IMHO, except for the long waiting times, the problems with Healthcare systems in part of Europe are the result of them having been transformed to become more like the US system in the last 3 decades.

[–] Aceticon@lemmy.dbzer0.com 3 points 1 week ago* (last edited 1 week ago)

In several countries the mainstream party politicians (who are Neoliberals) have been slowly privatising healthcare by forcing the Public Healthcare System to outsource more and more of the work to the Private Sector and using the same technique as Thatcher in the UK used to privatise railroads (of which now, decades later, you can see the horrible results) - defund the Public Service and when the quality falls because of it claim that the Public Sector is always incompetent and the the Private is always competent so that's why that Public Service had problems hence it needs to be privatised to improve.

On top of that there is the actual genuine problem (rather than artificial meddling with the Public Healthcare System to send more money into the hands of politician's mates) that populations are aging and older people require much more Healthcare Services in average.

[–] Aceticon@lemmy.dbzer0.com 3 points 1 week ago* (last edited 1 week ago)

I've lived in a couple of countries in Europe and some have Universal Healthcare systems (such as the UK and Portugal) but others such as The Netherlands and Germany have Mixed Systems with Health Insurance but highly regulated and were some people can get Health Insurance from the state.

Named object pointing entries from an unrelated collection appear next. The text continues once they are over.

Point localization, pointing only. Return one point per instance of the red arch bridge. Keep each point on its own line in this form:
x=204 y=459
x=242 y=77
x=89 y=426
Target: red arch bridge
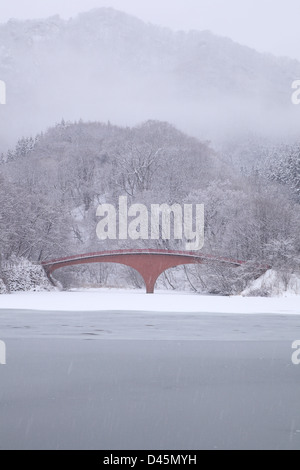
x=150 y=264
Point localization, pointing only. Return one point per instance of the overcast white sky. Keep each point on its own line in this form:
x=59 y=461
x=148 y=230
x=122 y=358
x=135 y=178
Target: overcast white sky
x=266 y=25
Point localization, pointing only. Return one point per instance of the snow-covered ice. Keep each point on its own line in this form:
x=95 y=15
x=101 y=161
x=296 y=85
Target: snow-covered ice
x=161 y=301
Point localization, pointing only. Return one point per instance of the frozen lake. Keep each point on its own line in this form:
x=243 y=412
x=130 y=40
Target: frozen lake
x=134 y=380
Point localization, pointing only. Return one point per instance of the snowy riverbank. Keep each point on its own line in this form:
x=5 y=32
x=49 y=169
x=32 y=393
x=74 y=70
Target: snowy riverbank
x=136 y=301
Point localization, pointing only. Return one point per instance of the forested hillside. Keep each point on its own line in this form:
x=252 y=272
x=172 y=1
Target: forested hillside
x=52 y=184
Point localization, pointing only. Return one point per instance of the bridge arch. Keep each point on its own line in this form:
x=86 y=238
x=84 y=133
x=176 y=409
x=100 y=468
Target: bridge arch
x=150 y=264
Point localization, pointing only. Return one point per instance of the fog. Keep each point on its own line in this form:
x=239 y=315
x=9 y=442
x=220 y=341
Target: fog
x=252 y=22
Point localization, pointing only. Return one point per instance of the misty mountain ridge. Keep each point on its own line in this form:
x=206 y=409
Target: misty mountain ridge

You're not going to go bankrupt from the treatment or get treatment denied in countries with UHC.

However if you lose your job or never find a job in the first place due to illness related issues or disabilities you'll almost certainly end up on benefits which again can be better or worse depending in the country.

I would say things have been getting worse all over Europe (personally I think it's exactly because there's been too much copying of shit from the US), especially when it comes to the level of benefits for poor people being sufficient (the house prices bubbles all over the place and the lack of building of social housing have made this a massive problem in most countries), but that's not the same as simply going bankrupt from medical bills because you've had an accident, ended up in an emergency ward and got a life saving surgery.

[–] Aceticon@lemmy.dbzer0.com 4 points 1 week ago

So it's literally something that's not legally supposed to happen, unlike in the US.

[–] Aceticon@lemmy.dbzer0.com 3 points 1 week ago* (last edited 1 week ago) (3 children)

Mate, as I've said it's not one but TWO countries I lived in with Universal Healthcare, and you can't be a Nationalist (as you're trying to imply) for TWO countries.

If you're comparing like to like - i.e. the average poor disabled person in both a country with Universal Healthcare and the US - you're going to get some cases of those having insufficient treatment in countries with UHC (especially in those were neoliberal governments have been defunding their UHC systems to try and privatise Healthcare even against popular will, like the UK), whilst the vast majority of those people will be fucked in the US (unless they're Veterans).

I've lived in several countries and it's just an enormous peace of mind living in a country were you know that if you're involved in an accident and end up getting costly treatement in an emergency ward, you're not going to be ruined.

I think you're seeing the problems relative to a specific baseline and you think that there are massive problems there (which I'm sure there are) but the thing with the US system is that the baseline itself is way worse and all those problem you see would also be problems there but much worse (or maybe not, as those people would die a lot faster, at which point no problem would be visible) and on top of that in the US there are way more people with even worse problems when it comes to Healthcare than the "poor disabled person" in a country with UHC.